Last week, we finally get word: bookings will be live at 7PM EDT on Tuesday, October 17th for those who pre-registered (e.g., me), and two days later for everyone else. Click this link and wait and then at 7PM we will start randomly letting people through to reserve rooms at area hotels. Wait, what? There's a "line"? And a lottery system to determine who goes first? Something is starting to feel off here; there has literally never been a need for such rationing before. But okay, this is their first time doing this, and maybe the server infrastructure just sucks. Don't want the site to crash, or whatever.
I'm on the page at 6:45, waiting. 7:01 PM comes. Nothing. 7:20 passes by, still nothing. Uhh, what's going on? At 7:35, my spot in line finally comes up, and there are no rooms left available. Yes, you read that right. Every single blessed room in every hotel in the whole area sold out for that weekend in half an hour, with people being randomly let through one at a time. This is like a SNES Classic situation, but for $200/night hotel rooms.

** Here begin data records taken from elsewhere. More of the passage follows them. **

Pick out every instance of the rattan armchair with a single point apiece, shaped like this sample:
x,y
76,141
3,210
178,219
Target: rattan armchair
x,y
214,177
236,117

Understandably, a very large number of people did not get a room at all as well, and are currently fuming about it on Twitter (complete with ironic screenshots direct from MAGFest.org that "we won't sell out of rooms", underline theirs). Surprise surprise, no word from them yet. People on the official subreddit are sadly selling their passes because they don't live in the area and have no feasible way to attend the con now. And, somehow, some idiot got my university's wifi IP banned from the official MAG forums, but I have to imagine there is a similar response there as well.
I have gone to MAGFest three years running, but never had the money to stay anywhere near the actual event. It has always been a last-ditch type thing, getting a room at a Red Roof Inn several miles away, or even directly commuting back-and-forth from my university (until they changed the dates to avoid PAX South and it no longer fell during classes). This is my last year at school in the area, however, and a particular circumstance happened to me that changed things; a relative died and left me $1,000, with the express wish that it be "spent frivolously". After thinking about it a while I decided what I do: go out with a bang and spend my final MAGFest at the Gaylord proper. That hotel is worth the combined economic output of my hometown several dozens of times over, and the first year I went there I spent several hours just sitting there marveling at the difference in wealth between it and me. It is literally magical being in there. I never thought an almost $600 weekend at a hotel in Maryland in January would be a scarce resource; but here we are.
Yet as I sit here hate-typing this summary of events, I realize that it is not merely about me or about the others who got screwed over by this poor handling, but about the logistics of running and scaling a convention in general. Everyone complains about PAX, for example - how it's so crowded, the lines take forever, people smell, etc. - but it is also highly well-run and administered logistically and people get out of it pretty much what they expect. You can have a small, intimate con like MAGFest used to be - but what happens when demand grows exponentially and your small volunteer team is sent out of their depth, like what happened here? Do you start paying people money and form a for-profit entity? Get help from sponsors/other events? I know people who were really upset when NY Anime Fest got absorbed by Comic Con - but the Anime Fest organizers were never quite up to demand, even literally having the event closed by fire marshalls their first time. And Comic Con, to my knowledge, never has these types of problems.
tl;dr - What do you do when a convention gets "too big"? Pass it off to someone else who can handle it? Split it up into smaller events? Is there a solution that would be acceptable to all/most stakeholders?